L'ego encapsulé (3)

 

 

"Korzybski, le père de la sémantique générale, a qualifié l’humanité de lieuse de temps, parce qu’elle a le sens de l’avenir. Apparemment, les animaux ne le possèdent pas, car ils ne prévoient pas. Les sciences sont, en effet, une forme de prédiction. Mais notre pouvoir de prédiction constitue à la fois un avantage et un désavantage. D’une part, à partir du moment où il peut prévoir, l’homme possède un pouvoir sur l’avenir. D’autre part, il est troublé parce qu’il sait qu’il mourra et qu’il n’a pas d’avenir véritable. C’est un atout déprimant. Alors il se donne dix ans ou un peu plus. Il se décharge des responsabilités plus lointaines sur ses enfants."

Allan Watts

 

Il est évident que la conscience de notre mort en temps qu'individu est à la source de notre course en avant, de ce "toujours plus" qui caractérise les sociétés occidentales et même désormais les sociétés orientales. Il nous faut acquérir le pouvoir de jouir de cette vie avant qu'elle ne s'arrête. Et c'est une véritable angoisse qui ne trouve son apaisement que dans cette euphorie, cet activisme, cette frénésie à faire. Je ne vais pas tenter de faire ici un résumé des milliers de livres qui ont été écrits sur le sujet. 

Tout cela n'aurait pas été problématique si ça n'avait pas engendré toutes les exagérations dont nous vivons désormais les effets. Car, à se penser individuel, à se voir comme une identité séparée du tout, nous n'avons plus conscience de la portée universelle et intemporelle de nos actes. 

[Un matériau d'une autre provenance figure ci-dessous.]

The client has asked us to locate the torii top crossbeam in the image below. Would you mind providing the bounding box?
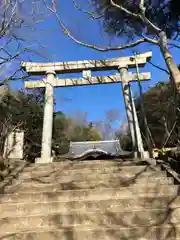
[21,52,152,75]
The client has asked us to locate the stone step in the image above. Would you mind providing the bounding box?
[20,167,166,180]
[0,185,179,203]
[6,179,174,193]
[19,172,170,184]
[0,224,180,240]
[0,195,180,218]
[0,208,180,234]
[24,160,159,172]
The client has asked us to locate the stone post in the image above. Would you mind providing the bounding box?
[130,89,145,159]
[37,71,56,163]
[119,67,137,152]
[120,67,144,158]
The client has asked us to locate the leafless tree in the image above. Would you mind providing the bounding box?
[43,0,180,91]
[0,0,50,87]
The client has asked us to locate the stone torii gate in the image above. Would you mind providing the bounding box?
[21,52,152,163]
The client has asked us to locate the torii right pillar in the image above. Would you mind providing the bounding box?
[119,66,145,159]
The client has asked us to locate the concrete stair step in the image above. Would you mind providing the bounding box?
[6,181,175,193]
[0,195,180,218]
[21,166,165,178]
[24,160,156,172]
[19,172,171,184]
[0,224,180,240]
[0,185,179,203]
[0,208,180,233]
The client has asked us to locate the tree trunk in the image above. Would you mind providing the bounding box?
[159,31,180,92]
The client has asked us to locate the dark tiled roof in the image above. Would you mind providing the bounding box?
[59,140,130,159]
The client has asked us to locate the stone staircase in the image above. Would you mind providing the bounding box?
[0,160,180,240]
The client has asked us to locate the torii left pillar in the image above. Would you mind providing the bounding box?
[36,71,56,163]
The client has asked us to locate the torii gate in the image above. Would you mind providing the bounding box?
[21,52,152,163]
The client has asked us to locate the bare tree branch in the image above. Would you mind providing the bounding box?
[72,0,105,20]
[110,0,162,33]
[168,43,180,49]
[148,61,170,75]
[46,5,158,52]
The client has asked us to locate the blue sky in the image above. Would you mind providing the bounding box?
[8,0,179,126]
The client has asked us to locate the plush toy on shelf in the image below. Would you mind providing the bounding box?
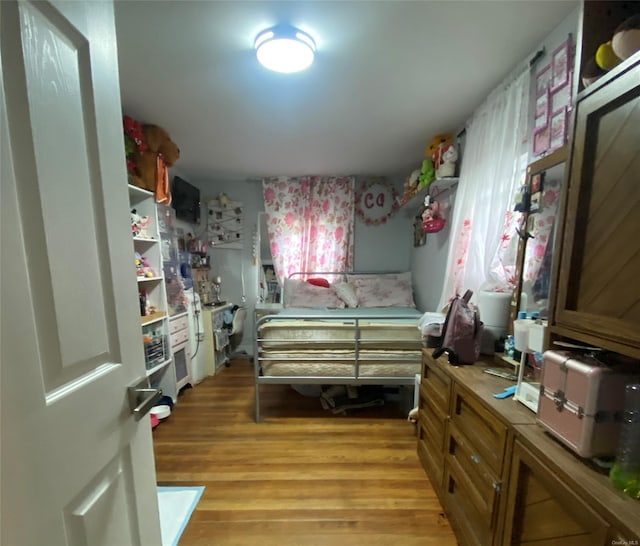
[418,158,436,190]
[611,13,640,61]
[123,116,180,205]
[436,144,458,178]
[425,133,457,173]
[135,252,156,278]
[422,200,446,233]
[131,209,141,237]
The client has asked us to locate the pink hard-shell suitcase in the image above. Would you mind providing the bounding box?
[537,351,639,457]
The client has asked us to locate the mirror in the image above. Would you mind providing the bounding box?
[511,146,567,320]
[257,212,281,303]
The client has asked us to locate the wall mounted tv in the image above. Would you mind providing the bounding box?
[171,176,200,224]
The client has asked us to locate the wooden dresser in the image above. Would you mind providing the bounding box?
[418,349,640,546]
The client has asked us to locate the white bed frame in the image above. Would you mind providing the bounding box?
[253,272,421,422]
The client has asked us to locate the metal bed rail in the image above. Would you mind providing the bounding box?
[253,312,422,422]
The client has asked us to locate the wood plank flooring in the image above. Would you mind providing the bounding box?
[153,360,456,546]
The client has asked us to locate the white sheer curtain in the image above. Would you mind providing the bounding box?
[438,69,530,309]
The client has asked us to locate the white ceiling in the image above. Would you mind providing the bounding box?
[115,0,577,182]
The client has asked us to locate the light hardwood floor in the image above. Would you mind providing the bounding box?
[153,360,456,546]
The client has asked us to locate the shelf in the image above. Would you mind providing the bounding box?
[133,237,159,243]
[140,311,167,326]
[400,177,459,216]
[147,358,171,377]
[138,277,162,282]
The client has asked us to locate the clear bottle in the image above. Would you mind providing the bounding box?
[609,384,640,499]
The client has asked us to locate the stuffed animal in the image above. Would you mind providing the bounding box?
[131,209,141,237]
[436,144,458,178]
[418,158,436,190]
[136,125,180,200]
[123,116,180,205]
[425,133,453,170]
[139,216,153,239]
[611,13,640,61]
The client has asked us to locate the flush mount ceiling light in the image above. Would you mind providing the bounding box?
[254,26,316,74]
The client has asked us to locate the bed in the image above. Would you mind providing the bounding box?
[254,273,423,422]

Encore une fois, j'entends les critiques fuser, comme je les lis bien souvent sur les forums ou blogs qui abordent les thèmes de "survivalisme", de "décroissance", de "changement de paradigme". Les adversaires de ces idées qui ricanent en imaginant la vie de ces "suvivalistes" dans leurs grottes, à la lumière de la bougie, à faire cuire quelques racines dans une vieille marmite, sur un feu de bois et à collectionner les reliques d'un monde moderne écroulé.

C'est juste pitoyable et j'en ai encore été le spectateur aujourd'hui sur un forum économique. Je n'ai même pas essayé de participer aux échanges. J'en suis fatigué. 

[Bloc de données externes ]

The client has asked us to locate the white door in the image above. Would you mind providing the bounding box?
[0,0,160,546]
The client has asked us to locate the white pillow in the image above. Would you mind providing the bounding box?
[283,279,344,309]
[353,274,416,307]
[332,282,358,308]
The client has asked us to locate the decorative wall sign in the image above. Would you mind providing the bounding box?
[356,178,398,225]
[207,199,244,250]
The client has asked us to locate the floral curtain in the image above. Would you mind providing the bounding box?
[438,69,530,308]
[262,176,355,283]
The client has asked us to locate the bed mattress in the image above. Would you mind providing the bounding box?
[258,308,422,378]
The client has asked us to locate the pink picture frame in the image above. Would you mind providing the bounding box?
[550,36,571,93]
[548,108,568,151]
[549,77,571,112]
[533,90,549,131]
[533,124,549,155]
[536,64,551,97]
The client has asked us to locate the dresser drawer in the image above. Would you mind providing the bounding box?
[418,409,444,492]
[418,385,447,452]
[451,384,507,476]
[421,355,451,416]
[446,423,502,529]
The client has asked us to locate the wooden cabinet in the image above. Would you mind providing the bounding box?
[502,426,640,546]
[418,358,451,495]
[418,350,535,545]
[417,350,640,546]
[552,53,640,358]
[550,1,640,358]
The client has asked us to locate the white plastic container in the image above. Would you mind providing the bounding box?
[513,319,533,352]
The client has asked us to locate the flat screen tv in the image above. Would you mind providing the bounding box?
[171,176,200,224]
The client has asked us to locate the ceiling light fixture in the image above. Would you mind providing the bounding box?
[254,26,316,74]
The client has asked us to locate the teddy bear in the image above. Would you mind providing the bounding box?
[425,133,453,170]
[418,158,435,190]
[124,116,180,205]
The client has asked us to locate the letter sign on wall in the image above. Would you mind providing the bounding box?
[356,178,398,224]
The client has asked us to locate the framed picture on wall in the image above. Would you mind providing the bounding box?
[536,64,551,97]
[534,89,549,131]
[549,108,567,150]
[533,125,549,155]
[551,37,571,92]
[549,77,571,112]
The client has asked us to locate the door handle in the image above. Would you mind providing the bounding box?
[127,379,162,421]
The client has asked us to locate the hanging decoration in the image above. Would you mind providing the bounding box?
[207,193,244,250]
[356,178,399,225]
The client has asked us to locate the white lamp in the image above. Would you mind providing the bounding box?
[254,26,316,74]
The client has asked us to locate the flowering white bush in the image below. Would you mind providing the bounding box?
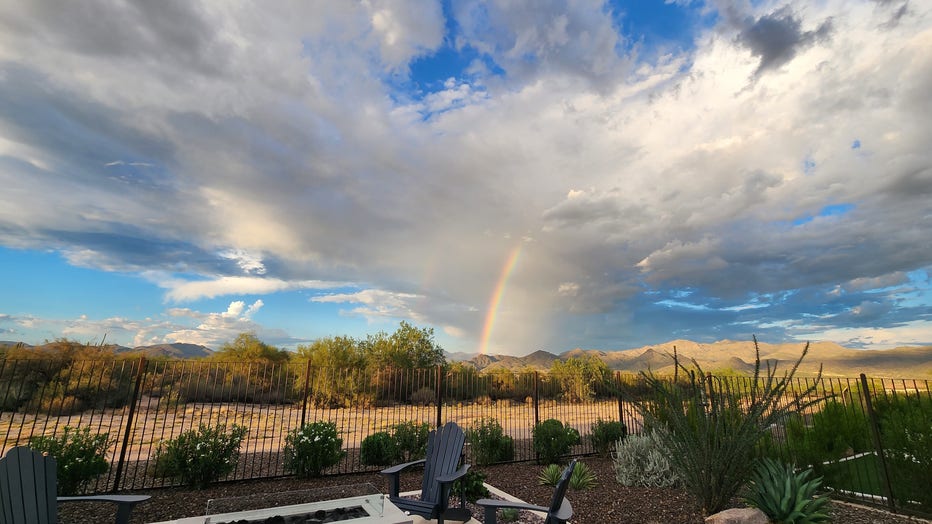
[29,426,110,495]
[149,424,247,489]
[285,422,346,478]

C'est si facile de réduire celui qui pense autrement à un déglingué du bulbe.

Mais bon, comme le dit le dicton populaire, "c'est à la fin de la foire qu'on compte les bouses."

Nous ne sommes pas des identités séparées de tout. Cette idée, c'est celle que Allan Watts a appelé "l'ego encapsulé".

Et c'est à la source de toutes les dérives de l'humanité. 

 

L'ego encapsulé.

L'ego encapsulé (2)

 

Dans le concept de "croissance verte", de "développement durable", ou dans "l'écomodernisme", il n'est aucunement question de remettre en question ce fonctionnement de l'ego encapsulé. Il s'agit avant tout de le péréniser au mieux. Et c'est bien pour cela que ça n'a pas de sens. Nous continuons à marcher dans la même direction, avec les mêmes objectifs, avec la même "philosophie".

Il n'y aucun changement dans tout ça. Il ne faut donc y espérer aucune solution durable. C'est juste une façon de prendre le problème et de le rejeter un peu plus loin.

Beaucoup répondront que ça n'est pas bien grave. Ils seront morts avant que le véhicule ne bascule dans le fossé. Une preuve supplémentaire de la puissance mortifère de l'ego encapsulé.